Il fatto doloso dell’inquinamento ambientale potrebbe significare la previsione e l’accettazione delle ulteriori conseguenze, con il risultato che l’evento ulteriore della morte o della lesione potrebbe essere imputato anche a titolo di dolo eventuale.
Tale aspetto rappresenterebbe un’irragionevole divergenza rispetto alla disciplina di cui all’art. 586 c.p, rispetto al quale l’evento morte o la lesione deve porsi come evento non voluto nemmeno in via eventuale e indiretta dall’agente, diversamente configurandosi un vero e proprio concorso di reati tra il delitto inizialmente preso di mira e il delitto realizzato come conseguenza del primo.
Note e riferimenti bibliografici
[1] G. FIANDACA - E. MUSCO, Diritto penale, Parte generale, sesta edizione, 2009, pag.650 e seg.
[2] G. FIANDACA - E. MUSCO, Diritto penale - Parte generale, sesta edizione, 2009, pag.394 e seg.

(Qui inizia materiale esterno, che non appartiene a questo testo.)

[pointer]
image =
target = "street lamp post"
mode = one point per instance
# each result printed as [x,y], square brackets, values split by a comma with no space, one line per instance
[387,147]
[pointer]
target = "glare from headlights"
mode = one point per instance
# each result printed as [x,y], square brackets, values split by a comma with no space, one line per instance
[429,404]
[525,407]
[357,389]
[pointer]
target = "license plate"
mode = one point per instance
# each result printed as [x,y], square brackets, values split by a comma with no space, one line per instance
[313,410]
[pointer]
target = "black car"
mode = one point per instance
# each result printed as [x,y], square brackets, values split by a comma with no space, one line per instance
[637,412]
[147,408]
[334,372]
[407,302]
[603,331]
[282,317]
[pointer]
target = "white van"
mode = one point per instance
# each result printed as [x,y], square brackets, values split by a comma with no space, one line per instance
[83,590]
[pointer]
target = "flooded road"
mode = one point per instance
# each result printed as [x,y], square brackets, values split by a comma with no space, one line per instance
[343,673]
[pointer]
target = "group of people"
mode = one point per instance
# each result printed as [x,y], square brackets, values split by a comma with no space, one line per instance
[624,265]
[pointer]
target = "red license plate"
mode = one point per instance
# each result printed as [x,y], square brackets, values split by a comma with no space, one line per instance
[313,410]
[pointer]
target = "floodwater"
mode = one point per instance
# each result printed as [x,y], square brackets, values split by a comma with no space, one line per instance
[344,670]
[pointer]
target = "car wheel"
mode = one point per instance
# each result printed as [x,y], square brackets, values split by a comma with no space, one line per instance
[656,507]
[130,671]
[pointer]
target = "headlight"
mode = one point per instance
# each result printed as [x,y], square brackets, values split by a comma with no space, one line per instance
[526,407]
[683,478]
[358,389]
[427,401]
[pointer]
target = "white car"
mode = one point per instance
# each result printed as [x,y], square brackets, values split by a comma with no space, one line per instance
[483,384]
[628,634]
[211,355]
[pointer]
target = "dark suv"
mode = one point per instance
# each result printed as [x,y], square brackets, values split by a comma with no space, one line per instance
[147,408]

[3] R. GAROFOLI, Compendio di diritto penale - Parte generale, 2014, pag. 395 e seg.
[4] Cass. S. U. pen. sent. 29/05/2009 n. 22676.
[5] Massimario Altalex: http://www.altalex.com/documents/massimario/2009/07/08/spacciatore-droga-sostanza-stupefacente-morte-collegamento-psicologico.
[6] Rel. N. III/04/2015 dell’Ufficio del Massimario della Corte di Cassazione (settore penale), intitolata “Novità legislative: Legge n. 68 del 22 maggio 2015, recante “Disposizioni in materia di delitti contro l’ambiente”, maggio 2015.